Manifesto
 
MANIFESTO DO GT 10 – ALFABETIZAÇÃO, LEITURA E ESCRITA
A PROPÓSITO DAS AÇÕES DA COMISSÃO DE EDUCAÇÃO, CULTURA E DESPORTO DA CÂMARA FEDERAL SOBRE O TEMA ALFABETIZAÇÃO INFANTIL

Professores e pesquisadores de todo país vêm há décadas trabalhando pela compreensão de aspectos sociológicos, políticos, antropológicos, psicológicos, lingüísticos, biológicos e pedagógicos envolvidos no processo de alfabetização. Busca-se contribuir tanto para uma teoria da aquisição da linguagem escrita, quanto para a elaboração de propostas político-pedagógicas de ensino-aprendizagem da mesma linguagem. Da década de 80 até o início do século XXI, principalmente, o conhecimento da área se ampliou e aprofundou sobremaneira, apontando a necessidade de abordagem multidisciplinar para dar conta de sua complexidade.
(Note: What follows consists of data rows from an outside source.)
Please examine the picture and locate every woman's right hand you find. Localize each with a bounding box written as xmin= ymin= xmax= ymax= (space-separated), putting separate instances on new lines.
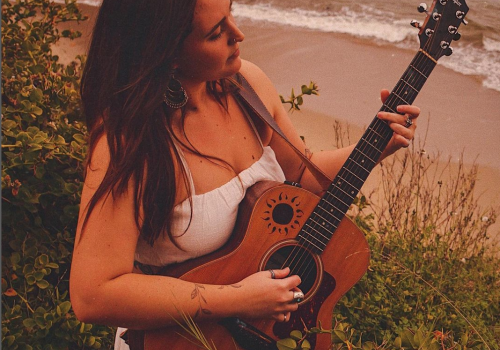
xmin=233 ymin=267 xmax=301 ymax=322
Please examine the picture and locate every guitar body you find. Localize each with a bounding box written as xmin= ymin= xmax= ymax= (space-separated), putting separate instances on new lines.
xmin=129 ymin=0 xmax=469 ymax=350
xmin=135 ymin=182 xmax=370 ymax=350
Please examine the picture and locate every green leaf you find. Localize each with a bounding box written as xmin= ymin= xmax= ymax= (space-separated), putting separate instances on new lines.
xmin=300 ymin=339 xmax=311 ymax=350
xmin=332 ymin=329 xmax=346 ymax=344
xmin=290 ymin=330 xmax=302 ymax=340
xmin=58 ymin=301 xmax=71 ymax=315
xmin=36 ymin=280 xmax=50 ymax=289
xmin=23 ymin=318 xmax=36 ymax=328
xmin=276 ymin=338 xmax=297 ymax=350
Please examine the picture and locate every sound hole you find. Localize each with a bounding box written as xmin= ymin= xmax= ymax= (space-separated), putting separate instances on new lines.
xmin=265 ymin=245 xmax=318 ymax=294
xmin=273 ymin=203 xmax=293 ymax=225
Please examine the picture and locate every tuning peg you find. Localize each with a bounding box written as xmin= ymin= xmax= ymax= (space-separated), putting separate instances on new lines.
xmin=417 ymin=2 xmax=427 ymax=13
xmin=410 ymin=19 xmax=422 ymax=29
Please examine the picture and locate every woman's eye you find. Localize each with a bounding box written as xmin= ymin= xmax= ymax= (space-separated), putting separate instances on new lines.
xmin=210 ymin=30 xmax=223 ymax=41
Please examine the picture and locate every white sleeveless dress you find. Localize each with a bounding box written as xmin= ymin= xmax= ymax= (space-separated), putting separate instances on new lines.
xmin=115 ymin=128 xmax=285 ymax=350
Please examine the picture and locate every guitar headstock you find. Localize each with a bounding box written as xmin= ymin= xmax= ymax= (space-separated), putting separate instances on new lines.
xmin=412 ymin=0 xmax=469 ymax=61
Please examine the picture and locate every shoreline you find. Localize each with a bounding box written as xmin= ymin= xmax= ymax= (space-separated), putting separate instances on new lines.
xmin=54 ymin=5 xmax=500 ymax=246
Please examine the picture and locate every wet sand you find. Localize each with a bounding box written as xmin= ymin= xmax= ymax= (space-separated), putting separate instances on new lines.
xmin=56 ymin=5 xmax=500 ymax=246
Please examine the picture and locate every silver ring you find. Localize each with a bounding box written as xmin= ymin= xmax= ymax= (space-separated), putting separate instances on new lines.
xmin=293 ymin=292 xmax=304 ymax=303
xmin=405 ymin=116 xmax=413 ymax=128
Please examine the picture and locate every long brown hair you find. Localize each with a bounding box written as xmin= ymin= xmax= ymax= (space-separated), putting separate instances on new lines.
xmin=81 ymin=0 xmax=227 ymax=245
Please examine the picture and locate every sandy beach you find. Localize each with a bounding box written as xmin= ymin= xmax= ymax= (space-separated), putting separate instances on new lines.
xmin=56 ymin=5 xmax=500 ymax=246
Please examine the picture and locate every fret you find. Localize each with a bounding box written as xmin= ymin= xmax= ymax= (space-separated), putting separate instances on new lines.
xmin=354 ymin=148 xmax=377 ymax=166
xmin=410 ymin=65 xmax=428 ymax=80
xmin=368 ymin=126 xmax=384 ymax=137
xmin=392 ymin=92 xmax=411 ymax=105
xmin=382 ymin=103 xmax=397 ymax=113
xmin=360 ymin=134 xmax=385 ymax=157
xmin=298 ymin=46 xmax=435 ymax=253
xmin=348 ymin=158 xmax=370 ymax=173
xmin=400 ymin=78 xmax=419 ymax=94
xmin=340 ymin=168 xmax=369 ymax=186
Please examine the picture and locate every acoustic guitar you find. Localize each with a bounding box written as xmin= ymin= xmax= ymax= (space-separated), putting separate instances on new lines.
xmin=130 ymin=0 xmax=468 ymax=350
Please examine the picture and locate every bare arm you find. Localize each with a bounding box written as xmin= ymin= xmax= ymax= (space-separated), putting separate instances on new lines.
xmin=238 ymin=62 xmax=420 ymax=193
xmin=70 ymin=134 xmax=300 ymax=329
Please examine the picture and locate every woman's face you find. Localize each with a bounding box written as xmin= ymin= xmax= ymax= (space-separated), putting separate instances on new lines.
xmin=175 ymin=0 xmax=244 ymax=82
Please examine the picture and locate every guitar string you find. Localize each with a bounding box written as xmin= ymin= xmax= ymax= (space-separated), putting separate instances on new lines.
xmin=276 ymin=11 xmax=452 ymax=290
xmin=287 ymin=50 xmax=430 ymax=279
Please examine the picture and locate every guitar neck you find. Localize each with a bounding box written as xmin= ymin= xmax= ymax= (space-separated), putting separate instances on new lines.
xmin=297 ymin=50 xmax=437 ymax=254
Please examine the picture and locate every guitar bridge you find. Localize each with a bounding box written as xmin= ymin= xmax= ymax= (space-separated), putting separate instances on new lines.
xmin=219 ymin=317 xmax=278 ymax=350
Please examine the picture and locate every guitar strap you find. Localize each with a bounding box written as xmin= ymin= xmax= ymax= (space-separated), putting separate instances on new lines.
xmin=234 ymin=73 xmax=332 ymax=189
xmin=121 ymin=73 xmax=332 ymax=350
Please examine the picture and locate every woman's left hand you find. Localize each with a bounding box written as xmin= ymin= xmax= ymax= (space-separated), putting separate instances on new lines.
xmin=377 ymin=89 xmax=420 ymax=159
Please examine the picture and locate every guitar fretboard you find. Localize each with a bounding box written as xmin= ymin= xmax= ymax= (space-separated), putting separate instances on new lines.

É sabido, entretanto, que o acesso, a socialização e o debate sobre estes novos modos de abordar o processo de alfabetização ainda se restringem a uma parcela pequena do conjunto de professores brasileiros, por questões de várias naturezas. O fracasso na escola ainda marca uma parte significativa da população. Muitos alunos, além disso, são considerados alfabetizados pela escola, no entanto, não conseguem participar das práticas sociais que envolvem a leitura e a escrita.
Destacamos, além da dimensão científica, a natureza política da questão na perspectiva de que forças sociais conservadoras do país, ainda hegemônicas, têm funcionado historicamente como um filtro dissimulado para impedir que a maioria da população brasileira se alfabetize. Tal direito vem sendo negado, como outros, inviabilizando não só outras formas de ler o mundo, como a participação democrática na construção de uma sociedade mais justa.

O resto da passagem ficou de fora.